Citing the significant health risks, doctors have called for a complete ban on young people in all cars, as well as laws making it illegal for children to be taken to places where members of the public congregate.
The Royal College of Physicians has called for the measures as part of a full review into the health impacts of passive exposure to secondary children on the population at large.
The impacts include noise pollution, increased accident and illness rates, and the increased incidence of frustration, depression and bankruptcy.
An RCP report says that every year unnecessary exposure to children is responsible for over 20,000 minor injuries and some 22,000 cases of hypertension, as well as 200 fiscal heart-attacks and at least 20 cases of rage-related aneurysms.
It claims child-related illnesses in adults account for more than 300,000 visits per year to GPs, and costs the NHS billions of pounds.
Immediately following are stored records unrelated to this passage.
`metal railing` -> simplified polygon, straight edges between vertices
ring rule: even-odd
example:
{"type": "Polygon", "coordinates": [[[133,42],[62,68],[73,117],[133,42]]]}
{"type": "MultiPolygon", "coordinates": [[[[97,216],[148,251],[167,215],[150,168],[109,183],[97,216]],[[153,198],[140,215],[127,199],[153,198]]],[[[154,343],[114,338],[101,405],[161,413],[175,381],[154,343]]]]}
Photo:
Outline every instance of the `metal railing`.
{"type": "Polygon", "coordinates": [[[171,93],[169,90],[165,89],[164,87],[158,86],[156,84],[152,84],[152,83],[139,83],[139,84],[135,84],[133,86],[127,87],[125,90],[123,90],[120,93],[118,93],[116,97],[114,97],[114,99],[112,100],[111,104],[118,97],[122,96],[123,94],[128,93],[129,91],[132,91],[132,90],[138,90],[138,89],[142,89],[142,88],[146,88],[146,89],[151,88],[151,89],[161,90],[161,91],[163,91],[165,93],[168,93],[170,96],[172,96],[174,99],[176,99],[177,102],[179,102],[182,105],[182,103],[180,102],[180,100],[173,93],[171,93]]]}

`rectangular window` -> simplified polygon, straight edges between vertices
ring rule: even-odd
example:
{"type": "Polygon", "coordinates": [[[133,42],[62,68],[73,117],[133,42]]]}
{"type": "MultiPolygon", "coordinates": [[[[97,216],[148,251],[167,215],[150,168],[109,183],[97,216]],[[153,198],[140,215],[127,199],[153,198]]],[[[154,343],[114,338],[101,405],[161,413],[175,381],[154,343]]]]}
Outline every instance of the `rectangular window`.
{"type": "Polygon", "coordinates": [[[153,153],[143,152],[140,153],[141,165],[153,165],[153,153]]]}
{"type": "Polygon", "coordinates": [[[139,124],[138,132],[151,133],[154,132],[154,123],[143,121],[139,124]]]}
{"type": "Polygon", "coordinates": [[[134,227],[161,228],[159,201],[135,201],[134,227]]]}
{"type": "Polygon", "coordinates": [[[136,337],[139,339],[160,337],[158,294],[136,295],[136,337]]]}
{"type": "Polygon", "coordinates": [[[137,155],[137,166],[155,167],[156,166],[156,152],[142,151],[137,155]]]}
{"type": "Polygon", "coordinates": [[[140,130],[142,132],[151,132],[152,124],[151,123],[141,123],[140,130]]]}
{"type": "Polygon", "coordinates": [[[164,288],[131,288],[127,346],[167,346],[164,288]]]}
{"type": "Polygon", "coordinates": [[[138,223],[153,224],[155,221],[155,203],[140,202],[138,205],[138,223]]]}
Dr Isay Banitall, of the RCP, said, “It is high time that a full, in-depth research project was carried out into the health implications of children in cars and other public places.”
“For example, our initial figures indicate that the presence of two arguing children in the back of your car is a greater threat to concentration and awareness than being twice the legal drink-drive limit and even more distracting than using a mobile phone.”
“The presence of children in a vehicle make the likelihood of serious injury some 43.7% higher than when the occupants of the car are all non-squabbling adults.”
“It is also difficult to quantify the secondary effects of children in other areas – for example, there is some evidence to indicate that the presence of screaming, uncontrolled brats in pub restaurants is directly linked to almost a million cases of hearing loss and indigestion.”
“We would therefore recommend the imposition of a ‘child area’, outside the building and well clear of the entrances, where those who wish to have children can congregate.”
A Department of Health spokesman welcomed the RCP report, and pointed out that the recent Budget went a long way in applying tax increases with the long-term goal of making children completely unacceptable in public.
However, he acknowledged that a blanket ban on children, however desirable, would be neither practically, politically nor fiscally possible.